One hundred and fifty-eight years ago, on November 19, 1863, President Abraham Lincoln gave a speech at Gettysburg, Pennsylvania where just a few months earlier American soldiers had fought one of the bloodiest battles of the Civil War. The battlefield was being dedicated as a cemetery for the soldiers who had died there and Lincoln had been asked to come and help honor the dead.
Lincolns speech, known as the Gettysburg Address, is not only the shortest speech (just 272 words) ever given by a US President, it is considered the greatest address ever given on American soil. He wrote it on his way to Gettysburg, finishing it the night before the ceremony. It took less than two minutes for Lincoln to deliver it.
The Gettysburg Address reminds us that thousands have died defending the ideals on which America was founded. It is worth repeating here:
"Fourscore and seven years ago our fathers brought forth, on this continent, a new nation, conceived in liberty, and dedicated to the proposition that all men are created equal. Now we are engaged in a great civil war, testing whether that nation, or any nation so conceived, and so dedicated, can long endure. We are met on a great battle-field of that war. We have come to dedicate a portion of that field, as a final resting-place for those who here gave their lives, that that nation might live. It is altogether fitting and proper that we should do this. But, in a larger sense, we cannot dedicate, we cannot consecrate—we cannot hallow—this ground. The brave men, living and dead, who struggled here, have consecrated it far above our poor power to add or detract. The world will little note, nor long remember what we say here, but it can never forget what they did here. It is for us the living, rather, to be dedicated here to the unfinished work which they who fought here have thus far so nobly advanced. It is rather for us to be here dedicated to the great task remaining before us—that from these honored dead we take increased devotion to that cause for which they here gave the last full measure of devotion—that we here highly resolve that these dead shall not have died in vain—that this nation, under God, shall have a new birth of freedom, and that government of the people, by the people, for the people, shall not perish from the earth."

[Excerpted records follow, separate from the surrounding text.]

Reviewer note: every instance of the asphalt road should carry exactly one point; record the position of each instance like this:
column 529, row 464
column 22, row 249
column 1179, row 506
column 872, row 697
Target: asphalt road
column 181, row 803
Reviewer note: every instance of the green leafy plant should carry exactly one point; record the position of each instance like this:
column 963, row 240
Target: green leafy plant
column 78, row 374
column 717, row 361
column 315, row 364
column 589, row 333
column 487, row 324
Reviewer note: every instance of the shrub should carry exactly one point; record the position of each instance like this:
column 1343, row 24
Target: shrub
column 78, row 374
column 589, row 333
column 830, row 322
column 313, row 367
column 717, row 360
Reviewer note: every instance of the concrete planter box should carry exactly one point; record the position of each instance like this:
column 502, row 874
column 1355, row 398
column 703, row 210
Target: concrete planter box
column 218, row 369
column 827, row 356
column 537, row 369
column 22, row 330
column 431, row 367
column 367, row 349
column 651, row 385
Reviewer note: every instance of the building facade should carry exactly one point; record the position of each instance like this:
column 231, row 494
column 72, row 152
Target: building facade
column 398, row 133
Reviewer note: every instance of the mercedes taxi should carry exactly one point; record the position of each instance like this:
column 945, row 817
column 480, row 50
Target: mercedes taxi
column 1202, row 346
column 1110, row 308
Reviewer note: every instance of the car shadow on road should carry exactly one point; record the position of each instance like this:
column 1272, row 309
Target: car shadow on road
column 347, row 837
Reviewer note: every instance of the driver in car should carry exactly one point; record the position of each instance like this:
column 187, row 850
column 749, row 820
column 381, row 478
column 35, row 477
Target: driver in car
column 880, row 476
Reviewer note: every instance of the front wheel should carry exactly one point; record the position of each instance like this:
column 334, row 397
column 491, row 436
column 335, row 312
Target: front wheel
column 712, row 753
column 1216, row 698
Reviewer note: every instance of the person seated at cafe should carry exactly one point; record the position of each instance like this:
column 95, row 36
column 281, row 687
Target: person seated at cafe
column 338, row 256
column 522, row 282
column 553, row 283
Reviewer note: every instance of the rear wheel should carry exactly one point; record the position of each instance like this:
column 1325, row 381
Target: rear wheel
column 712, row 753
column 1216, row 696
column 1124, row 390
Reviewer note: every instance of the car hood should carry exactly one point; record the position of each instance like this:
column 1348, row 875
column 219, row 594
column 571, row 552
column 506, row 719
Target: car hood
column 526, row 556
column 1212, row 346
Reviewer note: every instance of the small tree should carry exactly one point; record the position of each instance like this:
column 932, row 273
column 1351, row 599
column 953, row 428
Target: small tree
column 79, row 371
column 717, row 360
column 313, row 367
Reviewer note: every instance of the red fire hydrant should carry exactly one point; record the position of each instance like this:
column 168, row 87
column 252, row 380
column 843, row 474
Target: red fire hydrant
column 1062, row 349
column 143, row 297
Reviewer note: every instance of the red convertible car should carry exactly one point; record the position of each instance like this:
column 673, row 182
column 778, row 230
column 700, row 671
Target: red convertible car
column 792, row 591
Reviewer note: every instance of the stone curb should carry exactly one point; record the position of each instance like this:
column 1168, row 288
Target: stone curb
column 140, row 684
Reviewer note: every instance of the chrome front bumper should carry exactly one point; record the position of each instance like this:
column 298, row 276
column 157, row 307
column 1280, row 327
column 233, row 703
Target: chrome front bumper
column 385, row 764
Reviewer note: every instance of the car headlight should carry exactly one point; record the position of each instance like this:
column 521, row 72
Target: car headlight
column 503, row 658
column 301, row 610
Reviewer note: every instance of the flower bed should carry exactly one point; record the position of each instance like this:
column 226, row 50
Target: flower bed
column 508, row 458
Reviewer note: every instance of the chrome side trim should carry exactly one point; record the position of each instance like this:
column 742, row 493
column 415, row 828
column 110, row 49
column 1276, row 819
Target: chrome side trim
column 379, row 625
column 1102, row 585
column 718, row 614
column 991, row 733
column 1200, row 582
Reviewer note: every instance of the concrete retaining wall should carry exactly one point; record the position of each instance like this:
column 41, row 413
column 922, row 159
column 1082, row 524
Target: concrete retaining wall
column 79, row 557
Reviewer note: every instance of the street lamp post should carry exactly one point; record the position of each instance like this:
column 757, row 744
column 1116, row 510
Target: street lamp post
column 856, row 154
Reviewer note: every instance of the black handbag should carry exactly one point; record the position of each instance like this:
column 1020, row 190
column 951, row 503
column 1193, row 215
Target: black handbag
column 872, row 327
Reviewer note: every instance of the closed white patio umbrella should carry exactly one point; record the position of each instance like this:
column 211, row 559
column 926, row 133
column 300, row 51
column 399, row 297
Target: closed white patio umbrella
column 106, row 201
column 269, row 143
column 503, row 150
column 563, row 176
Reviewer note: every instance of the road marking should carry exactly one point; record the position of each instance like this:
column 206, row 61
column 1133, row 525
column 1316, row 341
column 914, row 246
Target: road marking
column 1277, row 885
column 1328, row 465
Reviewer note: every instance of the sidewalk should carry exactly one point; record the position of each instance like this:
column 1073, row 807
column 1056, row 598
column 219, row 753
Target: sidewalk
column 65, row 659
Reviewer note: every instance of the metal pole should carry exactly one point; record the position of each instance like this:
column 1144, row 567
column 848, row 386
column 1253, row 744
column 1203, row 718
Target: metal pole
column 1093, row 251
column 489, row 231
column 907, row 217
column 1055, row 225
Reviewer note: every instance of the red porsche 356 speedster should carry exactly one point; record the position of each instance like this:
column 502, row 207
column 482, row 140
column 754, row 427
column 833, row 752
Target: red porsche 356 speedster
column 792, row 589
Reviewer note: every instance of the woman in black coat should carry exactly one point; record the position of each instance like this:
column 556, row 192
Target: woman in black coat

Let us never forget the ideals that Lincoln extolled so eloquently and succinctly at Gettysburg so that government of the people, by the people and for the people does not perish from this earth.
And let us also remember that it is We the People who are responsible for protecting these ideals from those who do not cherish them as we do. As Lincoln said "It is for us the living, rather, to be dedicated here to the unfinished work which they who fought here have thus far so nobly advanced."
Like the soldiers who fought and died at Gettysburg, we the living must be willing to give all to protect our rights and freedoms from all who threaten it. We owe them no less.